I went back to WA State to see my sister through chemo. I was a rotten older sister way back when, and I figured it was the least I could do. In the first weeks there were frictions with our ninety-four-year-old mother. I didn’t buy the right brands at the store. I put the wrong utensils in the dishwasher. My cooking was too salty, too one-dish, too rich, too much. I was presumptuous to think I could plant vegetables in her garden. I deprived her of her morning routine by filling her bird feeders. Her cat liked me better. She talked while I was reading, and I couldn’t think. I was snippy and defensive. I forgot I was sixty-seven and nursed my hurt feelings like I was ten.

Then we settled in. I tried to take up less space in her space, to remember that as an adult child in her house, I’m a guest and not a resident. To remember that even with family (especially with family), I need time out, time alone, downtime. To remember that being ninety-four is its own category of accomplishment and has its own rules. Or none. As the weeks went by, we watched the birds together. Raccoons and deer came to visit.

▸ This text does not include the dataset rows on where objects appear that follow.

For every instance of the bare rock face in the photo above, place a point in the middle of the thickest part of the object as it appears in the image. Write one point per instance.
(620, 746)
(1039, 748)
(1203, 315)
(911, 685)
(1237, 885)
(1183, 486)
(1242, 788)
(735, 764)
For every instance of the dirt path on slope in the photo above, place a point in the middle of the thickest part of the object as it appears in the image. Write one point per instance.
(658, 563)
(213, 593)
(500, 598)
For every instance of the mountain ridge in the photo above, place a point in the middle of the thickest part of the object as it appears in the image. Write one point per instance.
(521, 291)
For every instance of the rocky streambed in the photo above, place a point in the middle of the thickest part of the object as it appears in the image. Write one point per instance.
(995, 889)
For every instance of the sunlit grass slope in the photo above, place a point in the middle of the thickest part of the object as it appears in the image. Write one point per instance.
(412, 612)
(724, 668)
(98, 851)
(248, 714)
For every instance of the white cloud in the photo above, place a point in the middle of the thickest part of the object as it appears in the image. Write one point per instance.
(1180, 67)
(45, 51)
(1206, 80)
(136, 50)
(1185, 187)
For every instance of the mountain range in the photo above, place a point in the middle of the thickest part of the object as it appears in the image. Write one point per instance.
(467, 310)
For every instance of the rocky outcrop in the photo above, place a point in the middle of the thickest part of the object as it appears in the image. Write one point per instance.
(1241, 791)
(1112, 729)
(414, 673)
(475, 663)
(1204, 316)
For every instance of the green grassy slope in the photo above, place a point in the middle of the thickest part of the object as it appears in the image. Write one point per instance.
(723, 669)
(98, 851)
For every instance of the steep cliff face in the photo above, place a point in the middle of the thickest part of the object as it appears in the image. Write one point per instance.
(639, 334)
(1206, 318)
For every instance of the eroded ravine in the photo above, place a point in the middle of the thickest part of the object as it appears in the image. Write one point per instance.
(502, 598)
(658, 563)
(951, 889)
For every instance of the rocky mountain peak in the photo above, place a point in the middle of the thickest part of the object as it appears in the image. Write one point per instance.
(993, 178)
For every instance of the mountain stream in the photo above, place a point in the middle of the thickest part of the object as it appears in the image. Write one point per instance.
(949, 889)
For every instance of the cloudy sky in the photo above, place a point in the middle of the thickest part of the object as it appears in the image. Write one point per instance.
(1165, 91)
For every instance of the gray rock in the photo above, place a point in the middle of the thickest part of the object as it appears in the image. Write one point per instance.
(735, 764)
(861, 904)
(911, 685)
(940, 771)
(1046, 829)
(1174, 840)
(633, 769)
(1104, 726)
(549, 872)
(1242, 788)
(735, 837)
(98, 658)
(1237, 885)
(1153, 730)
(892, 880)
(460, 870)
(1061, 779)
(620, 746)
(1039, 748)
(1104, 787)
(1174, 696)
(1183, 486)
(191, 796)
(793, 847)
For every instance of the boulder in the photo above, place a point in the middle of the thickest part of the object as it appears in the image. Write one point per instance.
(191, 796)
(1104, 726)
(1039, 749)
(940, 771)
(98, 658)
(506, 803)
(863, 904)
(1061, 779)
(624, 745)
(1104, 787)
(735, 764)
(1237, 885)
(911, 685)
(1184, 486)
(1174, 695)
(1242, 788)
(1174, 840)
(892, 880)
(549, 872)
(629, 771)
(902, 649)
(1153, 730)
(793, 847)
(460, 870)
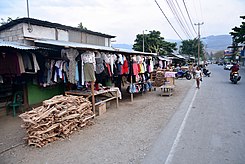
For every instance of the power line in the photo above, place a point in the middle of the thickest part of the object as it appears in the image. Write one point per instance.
(184, 18)
(199, 24)
(176, 14)
(189, 16)
(168, 20)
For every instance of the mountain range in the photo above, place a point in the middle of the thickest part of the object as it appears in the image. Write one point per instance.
(212, 43)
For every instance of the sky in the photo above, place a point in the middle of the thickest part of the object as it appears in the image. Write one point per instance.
(127, 18)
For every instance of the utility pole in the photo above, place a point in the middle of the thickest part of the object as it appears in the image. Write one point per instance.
(198, 53)
(144, 40)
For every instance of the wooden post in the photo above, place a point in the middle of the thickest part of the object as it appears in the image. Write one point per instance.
(93, 99)
(131, 79)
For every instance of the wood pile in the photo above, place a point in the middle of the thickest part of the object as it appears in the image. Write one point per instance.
(159, 79)
(57, 118)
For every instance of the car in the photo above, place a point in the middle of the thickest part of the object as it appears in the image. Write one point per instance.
(228, 66)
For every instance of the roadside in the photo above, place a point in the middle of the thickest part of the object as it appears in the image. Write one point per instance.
(122, 135)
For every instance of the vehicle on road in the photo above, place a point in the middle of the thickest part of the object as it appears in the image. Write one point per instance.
(235, 77)
(183, 74)
(206, 72)
(228, 66)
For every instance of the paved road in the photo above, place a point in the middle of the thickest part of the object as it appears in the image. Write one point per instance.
(209, 127)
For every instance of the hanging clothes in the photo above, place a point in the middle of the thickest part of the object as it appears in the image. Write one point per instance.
(9, 64)
(71, 55)
(89, 67)
(36, 66)
(89, 72)
(21, 64)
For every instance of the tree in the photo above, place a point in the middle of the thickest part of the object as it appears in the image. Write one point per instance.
(80, 25)
(154, 43)
(218, 55)
(190, 48)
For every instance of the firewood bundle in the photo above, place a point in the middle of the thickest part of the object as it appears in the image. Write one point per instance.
(57, 118)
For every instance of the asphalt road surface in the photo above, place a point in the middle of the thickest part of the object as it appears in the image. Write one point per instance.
(209, 127)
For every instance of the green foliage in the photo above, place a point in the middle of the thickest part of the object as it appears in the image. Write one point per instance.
(190, 47)
(218, 54)
(154, 43)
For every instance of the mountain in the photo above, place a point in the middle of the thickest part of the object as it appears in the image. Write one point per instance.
(213, 43)
(123, 46)
(217, 43)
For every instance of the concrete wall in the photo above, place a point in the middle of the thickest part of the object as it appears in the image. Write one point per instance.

Now I am back in my flat and my marriage—still social distancing—and I have a different set of re-entry dislocations. The cats are either mad at me for my absence or they like my husband best. After months of enjoying nature, I’m not allowed outside for fourteen days of quarantine.  Which is just as well since the weather is hot and it’s typhoon season. I was the baking queen at my mother’s house, but here there is no AC in our kitchen and the oven is erratic. My clothes are crunchy because we have no dryer. It sounds like the upstairs neighbors are throwing bowling balls. I don’t know what to do with myself because the self that lives here doesn’t have family to tend and contend with.

Give me a week, and I’ll settle in.  I’ll be fine.

So what does all this have to do with authenticity? On the back side of my recent travel, here’s what I’m thinking. Maybe changing environments always requires a certain amount of performance while we figure out, or re-figure out, how to belong where we land. That makes us shape-changers, but not fakes. In the long run, maybe I don’t need place, people, expectations, and behaviors to line up before I can relax and be myself. Maybe there aren’t multiple me’s, and my authenticity is fluid, as present in the adjusting as the settling in.

It’s possible the woman in my dream was going about it all wrong or trying way too hard. But then again, maybe she was at home in herself and the world.